妻の母が死んだ その後

一年後の3月11日。私はまた、釜石に来た。義母の一周忌だ。

一周忌

一周忌の式は、簡素なものだった。近い親戚だけ、20人ほど集まって式を行った。義母の二人の子である私の妻と妻の姉さんの家族、義母の兄弟が参加した。

娘も参加していた。娘は、左手の薬指に指輪をしていた。娘は、まだ結婚していない。娘は、私や妻に見られることを認識した上で、左手の薬指に指輪をしていた。

どう声をかければよいのか言葉に迷ったが、一年前と同じように、考えがまとまらないまま口に任せて話しかけた。

もうそこに指輪してんのか。

ちょっと威圧的に聞こえてしまう言葉だったかもしれない。相変わらず、私は良い言葉を喋る能力がない。

だって、ここに着けてくれって言われたんだもん。

娘は、彼氏、という言葉を使わなかったが、そう言った。娘はおそらく、義母に見せたくて、今日この場に指輪を着けて出席したのだと思う。

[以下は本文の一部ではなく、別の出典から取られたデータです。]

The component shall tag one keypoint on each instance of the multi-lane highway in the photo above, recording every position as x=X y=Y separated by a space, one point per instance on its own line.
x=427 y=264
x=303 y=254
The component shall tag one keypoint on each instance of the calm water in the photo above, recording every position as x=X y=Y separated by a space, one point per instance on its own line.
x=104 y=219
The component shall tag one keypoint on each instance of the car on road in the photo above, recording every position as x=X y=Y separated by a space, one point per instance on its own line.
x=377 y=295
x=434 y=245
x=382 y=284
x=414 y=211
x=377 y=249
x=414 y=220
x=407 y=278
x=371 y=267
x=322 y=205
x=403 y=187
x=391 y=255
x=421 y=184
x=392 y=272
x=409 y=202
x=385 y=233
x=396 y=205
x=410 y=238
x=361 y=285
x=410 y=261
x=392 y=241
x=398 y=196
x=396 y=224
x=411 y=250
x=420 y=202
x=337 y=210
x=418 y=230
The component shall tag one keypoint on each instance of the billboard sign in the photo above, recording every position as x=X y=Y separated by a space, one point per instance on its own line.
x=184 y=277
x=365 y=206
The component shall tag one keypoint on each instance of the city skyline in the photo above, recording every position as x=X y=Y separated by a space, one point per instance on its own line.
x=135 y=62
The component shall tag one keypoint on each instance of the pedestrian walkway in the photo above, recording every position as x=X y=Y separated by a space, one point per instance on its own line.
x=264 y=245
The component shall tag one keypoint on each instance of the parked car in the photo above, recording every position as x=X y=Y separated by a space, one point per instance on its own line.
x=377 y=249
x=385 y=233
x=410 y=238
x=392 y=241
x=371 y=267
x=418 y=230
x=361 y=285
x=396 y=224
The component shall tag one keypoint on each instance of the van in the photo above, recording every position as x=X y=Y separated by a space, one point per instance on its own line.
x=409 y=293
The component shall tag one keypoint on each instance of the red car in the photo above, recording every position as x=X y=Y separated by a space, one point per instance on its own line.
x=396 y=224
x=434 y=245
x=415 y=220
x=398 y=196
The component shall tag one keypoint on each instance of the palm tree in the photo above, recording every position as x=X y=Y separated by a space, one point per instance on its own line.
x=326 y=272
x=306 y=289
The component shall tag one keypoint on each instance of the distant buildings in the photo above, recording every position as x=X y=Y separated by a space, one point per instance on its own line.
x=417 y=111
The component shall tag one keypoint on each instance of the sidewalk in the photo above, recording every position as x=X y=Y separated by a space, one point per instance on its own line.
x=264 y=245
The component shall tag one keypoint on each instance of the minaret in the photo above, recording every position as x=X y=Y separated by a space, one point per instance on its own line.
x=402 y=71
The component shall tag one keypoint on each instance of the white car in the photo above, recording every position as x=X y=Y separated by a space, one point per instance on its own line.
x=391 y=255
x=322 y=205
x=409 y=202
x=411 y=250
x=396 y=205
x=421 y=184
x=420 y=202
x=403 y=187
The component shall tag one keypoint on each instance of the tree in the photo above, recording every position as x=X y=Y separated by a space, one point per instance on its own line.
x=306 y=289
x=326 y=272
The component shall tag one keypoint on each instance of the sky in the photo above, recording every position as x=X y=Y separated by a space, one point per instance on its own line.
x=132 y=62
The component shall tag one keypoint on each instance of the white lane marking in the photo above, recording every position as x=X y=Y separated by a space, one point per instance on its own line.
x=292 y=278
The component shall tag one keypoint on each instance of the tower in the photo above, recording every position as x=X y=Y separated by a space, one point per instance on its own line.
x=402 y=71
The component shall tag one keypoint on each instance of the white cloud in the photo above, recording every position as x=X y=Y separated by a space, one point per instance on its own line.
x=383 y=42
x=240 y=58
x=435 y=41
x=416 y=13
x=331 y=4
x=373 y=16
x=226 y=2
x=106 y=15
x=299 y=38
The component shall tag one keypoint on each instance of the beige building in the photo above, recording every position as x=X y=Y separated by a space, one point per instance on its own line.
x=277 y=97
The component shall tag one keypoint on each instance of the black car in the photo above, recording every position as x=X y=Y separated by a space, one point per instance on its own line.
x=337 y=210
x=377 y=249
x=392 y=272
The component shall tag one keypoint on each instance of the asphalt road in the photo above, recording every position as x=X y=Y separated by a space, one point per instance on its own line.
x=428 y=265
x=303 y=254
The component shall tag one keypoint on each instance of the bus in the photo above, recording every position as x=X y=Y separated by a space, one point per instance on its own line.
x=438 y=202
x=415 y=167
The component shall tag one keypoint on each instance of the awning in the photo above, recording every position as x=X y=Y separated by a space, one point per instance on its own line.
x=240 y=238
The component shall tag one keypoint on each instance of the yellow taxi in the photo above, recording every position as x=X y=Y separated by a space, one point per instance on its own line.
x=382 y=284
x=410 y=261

一年前の弔辞の中で娘は、義母に会わせたかった人がいる、と言って、彼氏の存在に触れていた。

娘は、二年前の秋、彼氏を私と妻と息子に会わせていた。その半年後に、義母が死んだ。私たちには会わせたのに、義母に会わせなかったことが心残りなのだろう。だから、彼の存在を明示してこの一周忌に参加したかったのだろうと思う。

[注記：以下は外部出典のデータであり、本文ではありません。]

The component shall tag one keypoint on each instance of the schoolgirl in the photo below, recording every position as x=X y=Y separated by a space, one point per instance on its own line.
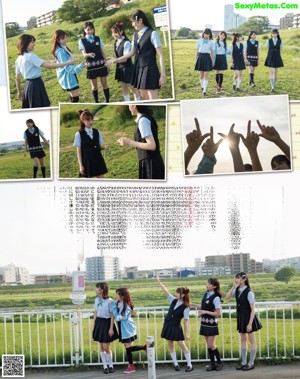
x=91 y=47
x=247 y=321
x=210 y=310
x=28 y=66
x=220 y=59
x=104 y=330
x=122 y=309
x=88 y=142
x=124 y=69
x=172 y=329
x=146 y=142
x=146 y=46
x=66 y=76
x=251 y=55
x=237 y=60
x=32 y=137
x=274 y=60
x=204 y=58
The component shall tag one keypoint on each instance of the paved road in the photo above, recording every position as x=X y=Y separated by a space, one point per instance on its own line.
x=290 y=371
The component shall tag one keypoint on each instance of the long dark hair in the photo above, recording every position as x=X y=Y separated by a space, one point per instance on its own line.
x=23 y=42
x=58 y=34
x=138 y=14
x=84 y=115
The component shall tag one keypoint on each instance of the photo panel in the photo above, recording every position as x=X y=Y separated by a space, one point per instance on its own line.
x=236 y=135
x=248 y=64
x=99 y=141
x=25 y=144
x=90 y=44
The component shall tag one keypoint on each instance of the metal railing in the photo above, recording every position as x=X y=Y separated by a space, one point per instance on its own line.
x=56 y=338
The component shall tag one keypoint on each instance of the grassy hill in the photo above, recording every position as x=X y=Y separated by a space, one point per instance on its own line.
x=74 y=31
x=186 y=79
x=113 y=122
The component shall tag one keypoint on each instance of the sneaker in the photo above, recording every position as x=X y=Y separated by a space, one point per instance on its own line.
x=129 y=369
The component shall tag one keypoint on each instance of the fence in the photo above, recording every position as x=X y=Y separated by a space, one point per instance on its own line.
x=64 y=338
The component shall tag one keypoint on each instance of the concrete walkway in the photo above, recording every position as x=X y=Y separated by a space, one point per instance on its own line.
x=289 y=371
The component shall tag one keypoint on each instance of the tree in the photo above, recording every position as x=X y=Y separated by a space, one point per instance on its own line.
x=285 y=274
x=77 y=10
x=12 y=29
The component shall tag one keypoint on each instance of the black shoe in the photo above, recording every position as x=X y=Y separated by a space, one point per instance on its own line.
x=248 y=367
x=210 y=368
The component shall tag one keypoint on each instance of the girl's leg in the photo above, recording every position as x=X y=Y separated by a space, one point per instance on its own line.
x=94 y=86
x=74 y=96
x=187 y=355
x=104 y=84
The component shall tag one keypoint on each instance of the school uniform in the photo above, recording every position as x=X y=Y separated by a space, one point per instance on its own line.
x=66 y=76
x=90 y=140
x=204 y=61
x=151 y=164
x=124 y=71
x=237 y=56
x=209 y=324
x=274 y=59
x=252 y=47
x=172 y=329
x=34 y=94
x=220 y=54
x=145 y=72
x=244 y=297
x=95 y=66
x=32 y=135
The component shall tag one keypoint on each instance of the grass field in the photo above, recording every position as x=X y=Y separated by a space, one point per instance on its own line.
x=187 y=85
x=113 y=122
x=44 y=35
x=15 y=166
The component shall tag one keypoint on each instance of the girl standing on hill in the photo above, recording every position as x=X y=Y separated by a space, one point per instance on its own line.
x=274 y=60
x=237 y=60
x=104 y=330
x=247 y=322
x=145 y=46
x=220 y=59
x=32 y=137
x=88 y=142
x=172 y=329
x=28 y=65
x=124 y=69
x=251 y=54
x=122 y=309
x=66 y=76
x=91 y=47
x=204 y=58
x=210 y=310
x=151 y=164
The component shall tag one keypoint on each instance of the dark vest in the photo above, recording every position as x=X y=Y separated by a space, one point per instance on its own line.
x=145 y=52
x=119 y=52
x=34 y=143
x=143 y=154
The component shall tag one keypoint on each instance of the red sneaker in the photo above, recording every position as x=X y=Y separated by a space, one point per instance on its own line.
x=129 y=369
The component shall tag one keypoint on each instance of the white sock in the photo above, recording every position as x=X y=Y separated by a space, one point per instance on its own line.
x=103 y=358
x=188 y=358
x=173 y=356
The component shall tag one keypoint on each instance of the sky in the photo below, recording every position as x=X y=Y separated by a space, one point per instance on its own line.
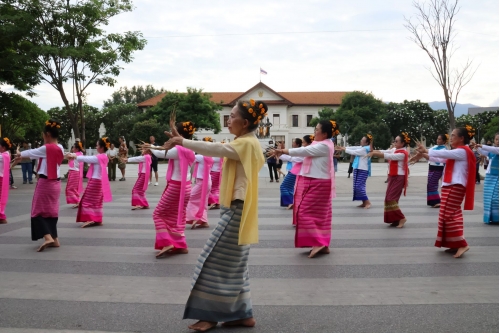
x=314 y=45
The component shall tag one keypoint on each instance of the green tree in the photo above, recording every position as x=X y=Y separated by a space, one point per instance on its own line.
x=20 y=119
x=325 y=113
x=70 y=45
x=17 y=67
x=134 y=95
x=195 y=106
x=491 y=129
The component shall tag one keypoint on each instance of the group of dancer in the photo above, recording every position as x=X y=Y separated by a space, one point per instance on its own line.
x=220 y=289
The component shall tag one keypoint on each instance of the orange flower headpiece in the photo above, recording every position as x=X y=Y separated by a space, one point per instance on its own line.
x=7 y=141
x=49 y=123
x=471 y=130
x=189 y=127
x=406 y=137
x=106 y=142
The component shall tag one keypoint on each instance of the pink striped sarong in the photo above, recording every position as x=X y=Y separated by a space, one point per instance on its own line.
x=213 y=197
x=451 y=221
x=312 y=212
x=395 y=187
x=139 y=193
x=195 y=203
x=45 y=208
x=90 y=208
x=72 y=195
x=168 y=230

一周忌の式は、読経と焼香を行ったあと、会食をして、4時間ほどで終わった。

最近

最近の私は、たまに、涙のスイッチが壊れる。

つい一週間ほど前、肩が凝り、マッサージ屋さんに行った。うつ伏せで寝ている時に娘の弔辞を思い出し、泣いてしまった。鼻をすする音を聞いて、マッサージ師さんがティッシュを出してくれた。風邪気味なのかな、と言い訳をしながら鼻水を拭いた。

私はこれまで、義母が作ってくれた幸せを享受してきた。

娘は就職して一人暮らしを始めている。息子はまだ中学二年生だが、大学に入れば一人暮らしを始めるだろう。妻と私は、既に離れて住んでいる。義母が作ってくれた幸せは、少なくなっていく。

義母は私に、たくさんの幸せを与えてくれていた。

これからの私は、自分の幸せを、自分で作っていく。